According to the conclusion, the thermal stability of phosphorus-containing HPANI is better than MPANI in nitrogen or air environment. The LOI value of HPANI is also higher than that of MPANI, but the main chain MPANI has higher conductivity. Further, a polyaniline is further mixed with a melamine resin to prepare a composite. From the thermal properties analysis of the polymer material, it was found that the addition of MPANI to the cyanuric resin resulted in a decrease in the pyrolysis temperature, but the residue The amount increases. When the HPANI content is higher than 10wt%, the phosphorus atom flame retardant mechanism is activated, resulting in a decrease in thermal weight loss at 200~430°C, indicating that the flame retardant property is improved. In summary, the proper addition of polyaniline content to melamine resin can increase its thermal stability and increase its conductivity. The analysis of flame retardant properties shows that MPANI does not improve its flame retardant properties. HPANI has good flame retardancy and can be added to melamine to improve the flame retardant properties.

According to the thermal property analysis, the thermal stability of the S-MPANI and S-HPANI series in the nitrogen environment is better than that in the air environment before 400 °C, and the amount of SAN content also affects its thermal stability. The present invention has found that a phosphorus-centered star-shaped polyaniline can enhance its thermal stability regardless of whether the grafted polyaniline is doped with an external acid or self-doped. It is also found that self-doped polyaniline has better thermal stability and flame retardant properties than external acid doped polyaniline because it contains sulfur. However, the self-doping polyaniline has a lower conductivity than the external acid-doped polyaniline.

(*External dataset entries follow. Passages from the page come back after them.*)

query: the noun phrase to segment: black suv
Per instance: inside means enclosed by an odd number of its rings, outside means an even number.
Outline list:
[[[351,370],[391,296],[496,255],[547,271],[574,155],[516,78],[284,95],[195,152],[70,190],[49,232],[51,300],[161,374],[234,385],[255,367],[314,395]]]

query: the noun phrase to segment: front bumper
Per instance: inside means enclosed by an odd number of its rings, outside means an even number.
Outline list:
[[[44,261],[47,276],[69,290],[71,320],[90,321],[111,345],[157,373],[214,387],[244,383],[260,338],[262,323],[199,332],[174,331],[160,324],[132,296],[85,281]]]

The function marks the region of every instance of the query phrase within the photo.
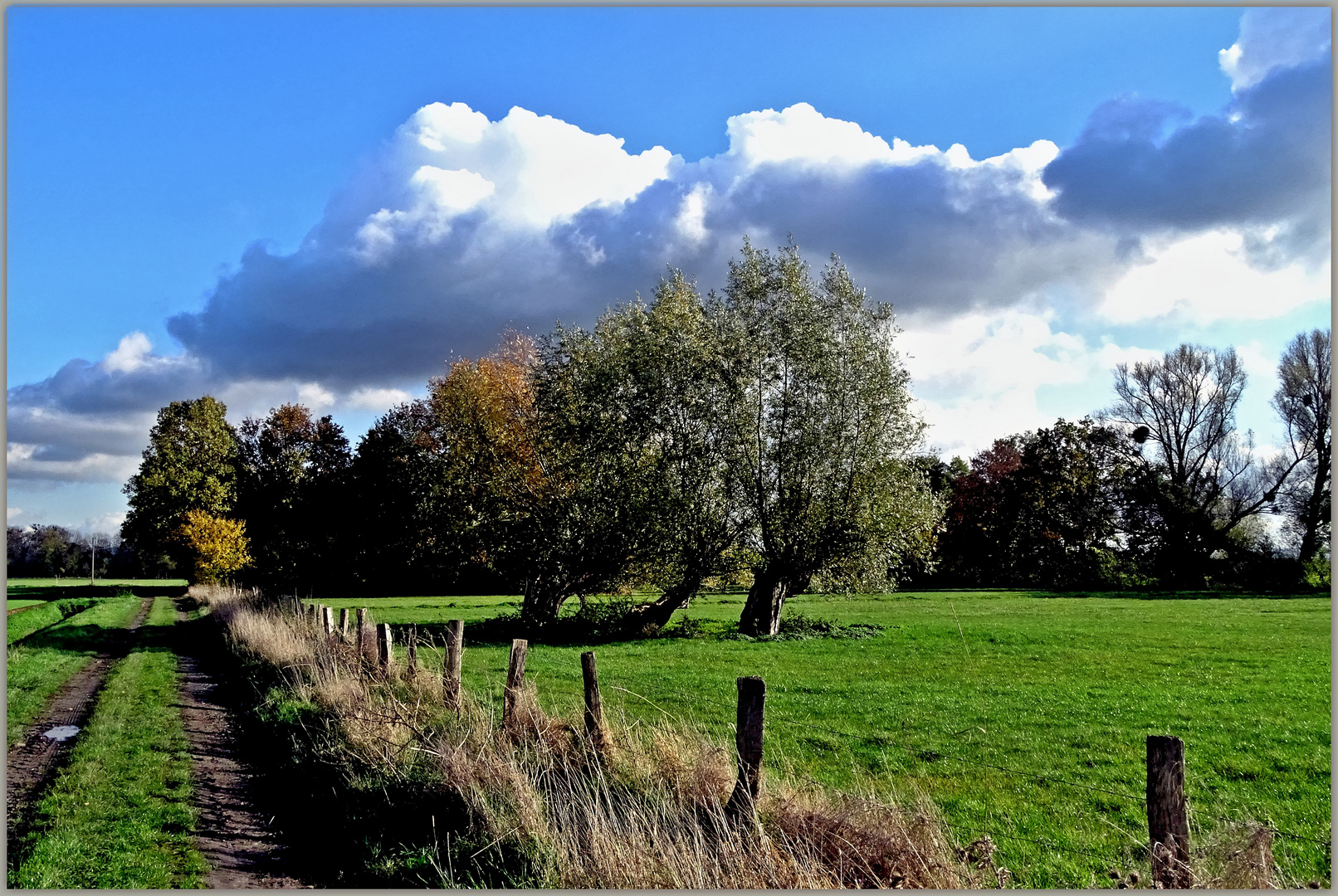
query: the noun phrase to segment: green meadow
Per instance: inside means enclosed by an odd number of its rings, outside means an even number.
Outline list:
[[[47,699],[87,665],[100,650],[107,649],[139,611],[139,598],[107,598],[94,602],[87,610],[62,621],[56,603],[52,618],[41,615],[45,606],[24,610],[8,619],[11,641],[5,650],[5,715],[7,744],[23,737],[24,729],[45,706]],[[47,622],[23,637],[19,623]]]
[[[134,650],[112,667],[70,765],[33,806],[19,855],[9,857],[11,887],[203,885],[170,643],[174,618],[171,600],[158,598]]]
[[[741,602],[697,598],[670,626],[688,637],[533,645],[527,677],[550,711],[579,718],[579,654],[593,649],[613,717],[689,725],[728,745],[735,678],[761,675],[773,774],[927,794],[961,843],[989,833],[1024,887],[1109,885],[1108,869],[1145,861],[1145,737],[1175,734],[1196,844],[1234,821],[1270,824],[1294,834],[1274,845],[1284,880],[1330,881],[1327,598],[804,595],[787,618],[883,631],[797,641],[731,639]],[[326,603],[419,623],[438,642],[444,621],[466,619],[466,686],[500,701],[507,646],[471,643],[468,622],[514,611],[518,598]]]

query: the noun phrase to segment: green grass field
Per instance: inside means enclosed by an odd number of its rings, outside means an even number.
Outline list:
[[[123,629],[135,618],[139,598],[108,598],[70,617],[64,622],[55,604],[51,604],[55,618],[50,627],[43,627],[19,643],[11,642],[5,651],[5,742],[13,746],[23,737],[24,729],[37,715],[47,699],[60,685],[78,673],[84,665],[115,637],[116,629]],[[45,607],[15,614],[8,622],[9,634],[15,634],[15,623],[36,623]],[[28,619],[28,617],[32,617]]]
[[[63,579],[9,579],[7,583],[7,590],[11,596],[15,596],[23,591],[31,591],[35,588],[78,588],[88,584],[88,579],[78,576],[66,576]],[[98,579],[94,587],[98,586],[126,586],[126,587],[145,587],[145,588],[185,588],[186,579]]]
[[[795,782],[927,793],[961,841],[990,833],[1024,887],[1108,885],[1107,869],[1141,860],[1147,820],[1136,797],[1148,734],[1185,741],[1196,843],[1223,818],[1327,841],[1329,599],[1179,596],[1196,599],[805,595],[787,615],[886,630],[749,642],[719,638],[743,595],[705,595],[676,614],[698,621],[705,637],[594,650],[606,711],[629,723],[701,726],[721,744],[732,741],[735,678],[763,675],[769,768],[788,769]],[[326,603],[369,606],[377,622],[463,618],[468,645],[468,621],[516,600]],[[535,645],[529,654],[542,702],[571,718],[582,650]],[[466,686],[500,699],[506,663],[503,645],[470,647]],[[1327,847],[1279,836],[1275,855],[1288,880],[1330,881]]]
[[[35,607],[39,603],[45,603],[45,600],[43,600],[40,598],[20,598],[20,599],[9,598],[8,600],[5,600],[4,608],[5,610],[20,610],[23,607]]]
[[[169,643],[174,617],[171,600],[158,598],[135,650],[111,670],[70,765],[36,805],[11,887],[203,885]]]

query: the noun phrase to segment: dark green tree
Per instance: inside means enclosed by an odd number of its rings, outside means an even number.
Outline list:
[[[725,555],[748,520],[731,501],[731,439],[744,421],[731,423],[741,407],[723,376],[719,330],[696,286],[670,271],[649,305],[613,309],[591,332],[559,328],[553,348],[541,382],[561,372],[562,385],[539,392],[546,432],[595,447],[615,469],[583,481],[571,500],[597,504],[613,489],[622,512],[605,523],[609,572],[662,590],[632,610],[626,629],[658,630],[709,576],[737,566]]]
[[[173,534],[186,511],[230,516],[237,503],[237,432],[211,396],[173,401],[158,412],[139,472],[122,489],[130,504],[122,538],[149,568],[178,568],[186,558]]]
[[[274,408],[240,428],[238,515],[246,520],[258,580],[292,591],[348,574],[337,556],[348,440],[329,416],[300,404]]]
[[[760,558],[739,629],[769,635],[816,574],[886,575],[909,534],[933,527],[938,508],[910,463],[923,424],[891,306],[871,305],[835,257],[815,279],[793,245],[745,242],[708,313],[739,409],[732,500]]]
[[[1299,463],[1256,463],[1251,437],[1236,432],[1244,386],[1230,348],[1184,344],[1115,370],[1116,401],[1104,416],[1124,435],[1129,538],[1147,546],[1167,584],[1202,588],[1208,558],[1230,554],[1231,530],[1266,512]]]

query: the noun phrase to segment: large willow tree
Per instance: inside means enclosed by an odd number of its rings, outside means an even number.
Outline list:
[[[823,571],[866,582],[933,526],[910,452],[923,423],[892,349],[892,309],[836,257],[815,278],[793,245],[748,242],[709,302],[736,425],[733,501],[760,560],[739,630],[776,634],[785,600]]]

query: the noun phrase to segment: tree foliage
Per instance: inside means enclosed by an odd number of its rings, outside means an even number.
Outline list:
[[[252,534],[258,576],[282,591],[347,575],[337,563],[340,500],[351,455],[344,431],[300,404],[248,417],[238,437],[238,515]]]
[[[215,584],[250,564],[246,524],[205,511],[186,511],[174,532],[190,559],[191,582]]]
[[[173,538],[187,511],[226,516],[237,503],[237,433],[226,413],[210,396],[158,412],[139,471],[122,489],[130,508],[120,534],[149,570],[189,566]]]
[[[937,507],[910,464],[923,424],[891,346],[890,305],[871,305],[840,261],[815,279],[793,245],[744,243],[710,313],[729,403],[731,499],[760,562],[740,631],[779,630],[814,575],[886,574]]]
[[[1235,349],[1188,344],[1115,370],[1105,416],[1127,436],[1131,497],[1140,504],[1131,538],[1167,583],[1203,587],[1208,558],[1230,551],[1228,532],[1266,511],[1294,467],[1256,463],[1251,437],[1236,432],[1246,378]]]
[[[1278,364],[1272,407],[1287,437],[1297,475],[1279,489],[1278,506],[1298,559],[1329,554],[1333,492],[1333,342],[1329,330],[1299,333]]]

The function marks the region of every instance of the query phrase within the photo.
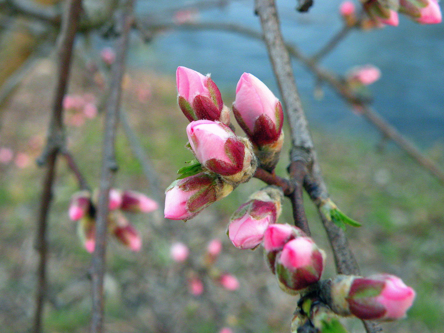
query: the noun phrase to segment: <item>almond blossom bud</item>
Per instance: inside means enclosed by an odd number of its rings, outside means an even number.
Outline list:
[[[439,23],[442,19],[441,9],[437,0],[400,0],[400,12],[423,24]]]
[[[222,242],[218,239],[213,239],[206,247],[206,251],[213,257],[219,255],[222,250]]]
[[[176,180],[165,192],[165,218],[189,220],[233,189],[231,185],[204,172]]]
[[[305,234],[302,230],[288,223],[276,223],[268,226],[264,233],[264,254],[273,274],[275,274],[274,262],[278,253],[292,239],[303,236]]]
[[[222,286],[230,291],[234,291],[239,289],[239,281],[234,275],[224,274],[219,278],[219,282]]]
[[[238,123],[254,144],[255,153],[263,166],[273,171],[284,140],[281,103],[262,81],[244,73],[236,87],[233,111]]]
[[[281,214],[282,191],[267,186],[250,197],[230,218],[227,234],[238,249],[254,249],[261,243],[270,224],[276,223]]]
[[[71,197],[68,215],[71,221],[78,221],[91,207],[91,194],[89,191],[79,191]]]
[[[135,191],[123,191],[120,209],[133,213],[151,213],[158,208],[157,202],[143,193]]]
[[[276,257],[275,269],[283,290],[295,294],[321,278],[325,255],[313,240],[301,237],[287,243]]]
[[[413,289],[388,274],[367,278],[338,275],[329,283],[327,298],[331,297],[332,309],[342,316],[352,314],[361,319],[403,318],[415,298]]]
[[[174,243],[171,247],[171,257],[177,262],[182,262],[188,258],[190,250],[183,243]]]
[[[191,149],[200,163],[237,186],[248,181],[256,170],[250,141],[237,136],[220,122],[198,120],[186,127]]]
[[[190,121],[205,119],[230,122],[228,108],[224,108],[222,96],[208,74],[179,66],[176,71],[178,93],[178,102]]]

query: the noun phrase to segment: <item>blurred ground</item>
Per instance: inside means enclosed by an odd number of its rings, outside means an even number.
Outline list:
[[[0,164],[0,325],[5,332],[26,330],[32,318],[38,259],[33,243],[42,174],[34,161],[43,144],[54,66],[51,60],[38,62],[0,109],[0,147],[14,152],[11,162]],[[173,78],[137,71],[129,72],[124,84],[130,121],[163,188],[191,157],[183,147],[188,122],[177,106],[174,83]],[[97,96],[102,91],[78,63],[69,91]],[[223,97],[230,105],[232,95]],[[84,124],[68,121],[68,143],[95,187],[101,117],[84,120]],[[395,274],[417,292],[408,318],[384,324],[386,331],[444,331],[444,188],[396,149],[377,150],[353,138],[327,136],[315,130],[313,134],[332,198],[362,223],[359,228],[349,227],[346,233],[363,273]],[[149,195],[153,189],[121,131],[116,149],[120,167],[116,187]],[[282,175],[288,150],[284,148],[278,168]],[[442,152],[436,147],[428,152],[442,166]],[[86,332],[91,257],[78,240],[75,224],[68,218],[70,198],[77,190],[75,179],[63,161],[58,171],[49,221],[50,288],[44,325],[48,332]],[[114,240],[108,242],[107,330],[213,333],[228,326],[238,333],[289,332],[297,299],[279,289],[263,264],[261,248],[238,250],[225,234],[231,213],[262,186],[252,180],[186,223],[166,223],[161,212],[130,217],[144,245],[134,254]],[[330,258],[324,275],[329,277],[334,274],[332,256],[316,212],[306,202],[313,238]],[[291,221],[289,208],[286,201],[280,222]],[[240,288],[235,291],[224,289],[202,269],[205,248],[213,238],[223,242],[223,250],[212,267],[238,277]],[[191,260],[183,264],[174,263],[169,254],[171,244],[178,240],[191,250]],[[204,292],[195,297],[186,281],[196,274],[203,280]],[[346,322],[351,332],[363,331],[358,321]]]

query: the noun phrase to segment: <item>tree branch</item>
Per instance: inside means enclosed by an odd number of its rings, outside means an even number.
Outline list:
[[[122,28],[115,48],[115,61],[111,69],[111,94],[105,113],[102,171],[95,223],[95,246],[92,258],[92,318],[91,333],[101,333],[103,331],[103,283],[109,213],[108,196],[117,170],[115,141],[119,122],[122,78],[128,51],[130,29],[133,20],[133,1],[130,0],[125,8],[123,8],[119,18],[119,25]]]
[[[309,167],[309,171],[313,176],[313,179],[317,185],[316,188],[318,190],[317,193],[320,195],[316,199],[315,203],[318,207],[333,252],[335,254],[338,272],[345,273],[341,271],[345,268],[341,267],[342,265],[344,264],[347,268],[354,268],[354,270],[356,270],[357,266],[356,266],[354,260],[353,260],[353,255],[347,246],[348,244],[343,231],[336,226],[335,226],[336,230],[332,230],[332,226],[326,223],[329,221],[319,209],[322,199],[328,198],[328,194],[321,175],[311,138],[308,131],[307,121],[296,89],[289,56],[280,31],[278,14],[274,1],[256,0],[255,4],[256,12],[261,19],[269,56],[290,124],[293,146],[290,154],[291,160],[292,162],[300,161],[300,163]],[[309,163],[312,164],[311,170],[308,165]],[[290,168],[290,170],[294,169]],[[299,179],[295,178],[294,180],[301,181],[300,177]],[[312,188],[309,188],[309,189]],[[319,190],[320,190],[320,191]],[[297,202],[293,202],[293,204],[300,204]],[[330,223],[335,225],[331,222]],[[332,232],[333,231],[336,232]],[[353,267],[353,266],[355,267]],[[350,274],[354,272],[347,273]],[[365,327],[368,333],[377,332],[377,328],[376,325],[367,325]]]
[[[58,54],[59,62],[59,72],[52,112],[46,147],[44,155],[39,159],[40,164],[43,165],[46,163],[48,164],[48,168],[43,180],[41,202],[37,220],[38,233],[36,245],[40,254],[40,262],[38,273],[39,282],[36,297],[36,313],[33,328],[34,333],[40,333],[41,332],[42,312],[46,289],[47,220],[49,205],[52,197],[52,185],[55,178],[57,155],[63,147],[64,142],[62,101],[66,91],[69,76],[72,44],[79,24],[81,3],[80,0],[71,0],[67,12],[64,18],[59,40]]]

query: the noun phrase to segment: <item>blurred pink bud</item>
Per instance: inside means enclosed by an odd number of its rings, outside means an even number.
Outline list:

In summary, the present invention is a novelty, progressive and available for industrial use, and should conform to the patent application requirements stipulated in the Patent Law of China, and the invention patent application is filed according to law. Lee, the feeling is a prayer.

However, the above description is only a preferred embodiment of the present invention, and is not intended to limit the scope of the present invention, and the shapes, structures, features, and spirits described in the claims are equivalently changed. Modifications are intended to be included in the scope of the patent application of the present invention.

Claims (3)

A phosphorus-containing stearyl polyaniline which is an external acid-doped phosphorus-containing stearyl polyaniline having a structural formula comprising: Where R ₁ contains . A phosphorus-containing stellar polyaniline which is a self-doping type of phosphorus-containing stearyl polyaniline having a structural formula comprising: Where R ₂ contains . A method for producing a composite material containing phosphorus star polyaniline according to claim 1 or 2, wherein the main steps include: adding a melamine resin to the reaction bottle, and adding a phosphorus-containing star polyaniline Adding tetrahydrofuran, monoacetic acid and monohydrate to the bottle, stirring to obtain one solution; and heating and then performing sol-gel reaction such as hydrolysis and condensation to obtain a composite material.